Post-commencement financiers’ position clarified

A recent business rescue case has clarified who exactly a creditor is, and shows how South Africa’s Companies Act makes it as attractive as possible for post-commencement financiers to provide funding to distressed companies.

“The Companies Act, No. 71 of 2008 confers a statutory priority to the claims of post-commencement financiers over certain other creditors and allows the distressed company to use its assets as security for the loans,” explained Nick Veltman, co-founder and director at Beech Veltman Inc.

“One benefit not expressly provided for in the Act, which has developed in practice and is typically included as part of the security package, is that a post-commencement financier can act as a company creditor in business rescue proceedings by voting on the business rescue plan,” he added.

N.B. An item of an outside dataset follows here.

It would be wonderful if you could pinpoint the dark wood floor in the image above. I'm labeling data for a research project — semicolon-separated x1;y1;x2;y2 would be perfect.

An opposing view was brought to the fore in the matter of Wescoal Mining (Pty) Ltd & Another v Mkhombo NO & Others. In its ruling on 2 October 2023, the South African High Court declared that the meaning of “creditor” for business rescue proceedings in Chapter 6 of the Act means a creditor who was a creditor of the business rescue company at the time that the business rescue proceedings commenced.

In this case, creditors of the business rescue company brought an application to confirm that the business rescue plan voted on and adopted on a preliminary basis at a creditors meeting was valid, binding and enforceable.

“What had happened was that the vote of creditors on the plan at a creditors meeting seemed to have reached the statutory threshold of 75%,” explained Veltman, “and the plan was declared to have been adopted. However, some days after, the vote tally was forensically re-evaluated and it was determined that the votes cast in favour of the plan did not reach the 75% threshold. The earlier declaration that the plan had been adopted was revoked.”

A post-commencement financier opposed the application as it expected to receive little or no benefit from the transaction contemplated in the disputed plan.

The applicants contended that the post-commencement financier’s votes against the plan should not have been counted, and that if those votes were excluded from the tally, the plan would have achieved the 75% threshold. They argued that a post-commencement financier only becomes a creditor of the business rescue company after the business rescue process commences and that, on the proper interpretation of the Act, post-commencement financiers are not creditors with voting interests in the approval of a plan.

The ultimate question was whether a post-commencement financier may vote at a meeting under section 152 of the Act concerning the plan's approval.

“The Court answered this question by an act of interpretation,” Veltman said. “It held that the statute’s effect must be determined by considering the ordinary grammatical meaning of its text, the context in which a particular provision appears, and the purpose of that provision read in light of the overall purpose of the statute in which it appears. Using this principle, the Court held several indications of the fact that the voting interests under section 152 of the Act only referred to creditors who were creditors of the business rescue company when the business rescue proceedings commenced.”

Among other indicators of this position, the Court pointed out that section 135 of the Act does not describe the post-commencement financiers as “creditors”, but rather as “lenders”. The Court held further that post-commencement financiers are rewarded with other enhanced security and not a say in whether the business rescue plan should be adopted.